Cloudflare is the most widely used option, with meaningful bot protection available even on its free plan:

  • Bot Fight Mode (Free) — automatically detects and challenges known bad bots.
  • Rate Limiting Rules (Free and above) — cap requests per IP within a time window, targeted at your search path (e.g. paths or query strings containing q= or /search).
  • Super Bot Fight Mode (Pro and above) — uses machine learning to distinguish verified crawlers from malicious bots.
  • Bot Management (Enterprise) — assigns every request a bot score and lets you define rules per score range.

Further reading: Bot Fight Mode · Rate Limiting Rules · Super Bot Fight Mode · Bot Management

If you are hosted on a major cloud platform, each offers its own WAF with bot control capabilities:

Further reading: AWS WAF Bot Control · Azure Web Application Firewall · Google Cloud Armor

Server-side rate limiting

If you manage your own server, you can add rate limiting directly at the server level targeting your search endpoint. This complements the built-in Max. Queries per IP per Hour setting in Site Search 360, catching excessive traffic before it reaches our service.

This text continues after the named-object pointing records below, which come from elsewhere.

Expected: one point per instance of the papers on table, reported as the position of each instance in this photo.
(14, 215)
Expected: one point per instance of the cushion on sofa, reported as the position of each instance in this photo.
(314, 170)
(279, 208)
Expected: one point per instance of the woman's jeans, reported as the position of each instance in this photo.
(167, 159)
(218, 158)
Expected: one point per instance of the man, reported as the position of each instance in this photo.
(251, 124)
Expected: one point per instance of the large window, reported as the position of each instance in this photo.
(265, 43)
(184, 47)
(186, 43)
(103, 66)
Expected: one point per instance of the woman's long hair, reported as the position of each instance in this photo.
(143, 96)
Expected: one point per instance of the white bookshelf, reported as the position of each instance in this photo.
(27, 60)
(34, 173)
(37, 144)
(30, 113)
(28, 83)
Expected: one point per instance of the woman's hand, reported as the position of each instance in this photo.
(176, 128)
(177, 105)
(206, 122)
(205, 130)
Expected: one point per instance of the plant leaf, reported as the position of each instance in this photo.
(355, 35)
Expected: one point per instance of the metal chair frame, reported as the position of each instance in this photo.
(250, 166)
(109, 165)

For example, the following Nginx configuration limits each IP to 10 search requests per minute with a short burst allowance:

limit_req_zone $binary_remote_addr zone=search:10m rate=10r/m;

location /search {
limit_req zone=search burst=20 nodelay;
limit_req_status 429;
}

Additional server-level measures worth considering:

  • User-Agent filtering — block requests from known bot signatures such as curl, python-requests, or scrapy.
  • Request header validation — real browsers consistently send headers like Accept, Accept-Language, and Referer; many bots do not.
  • Fail2ban — automatically bans IPs that trigger an unusual number of errors within a short time window.

Further reading: Nginx rate limiting module · Rate Limiting with Nginx · Fail2ban

CAPTCHA and challenge-response

CAPTCHA operates at the website level, not at the search endpoint itself. Tools like reCAPTCHA v3 run passively on the page, scoring each visitor's behaviour. If a visitor's score falls below your threshold — indicating likely bot activity — you can block or challenge them before a search request is ever fired.

Apply challenges selectively. Adding a visible CAPTCHA to every search interaction creates unnecessary friction for real users. The recommended approach is to trigger a challenge only when suspicious behaviour is detected, such as an unusually high query rate from a single session or a low trust score returned by your WAF.

SolutionNotes
Cloudflare TurnstileFree, invisible to users, straightforward to integrate
Google reCAPTCHA v3Invisible scoring; show a visible challenge only below a score threshold
hCaptchaPrivacy-focused alternative to reCAPTCHA

Protect Search Endpoints

This setting addresses a potential security risk for intranet and extranet projects.

If your search endpoints are publicly accessible, anyone who knows — or can guess — a valid siteId could query the Search and Suggestion endpoints directly and retrieve indexed results. This means your content may be exposed through the API even if your website itself is not publicly accessible.

Enabling Protect Search Endpoints mitigates this risk by requiring authorization on all search and suggestion requests. You can find these options under Search Settings → General → Access Control.

Note: These settings are available for Content Search customers only.

Require API Key Authentication

When enabled, all Search and Suggestion endpoint requests must include a valid API key.

You can pass the API key in either of the following ways:

  • As a query parameter: token=<your-api-key>
  • As a request header: Authorization: <your-api-key>

Important: The Site Search 360 JavaScript plugin is not compatible with this setting. This option is intended for custom integrations where you control the request and can attach the API key server-side.

Restrict by Allowed Host Names

Only Search and Suggestion requests originating from the specified host names will be accepted. Leave this field blank to allow requests from all host names.

Note: This setting validates the Origin request header only. Because the Origin header can be spoofed, this should be treated as a basic restriction layer — not a security guarantee.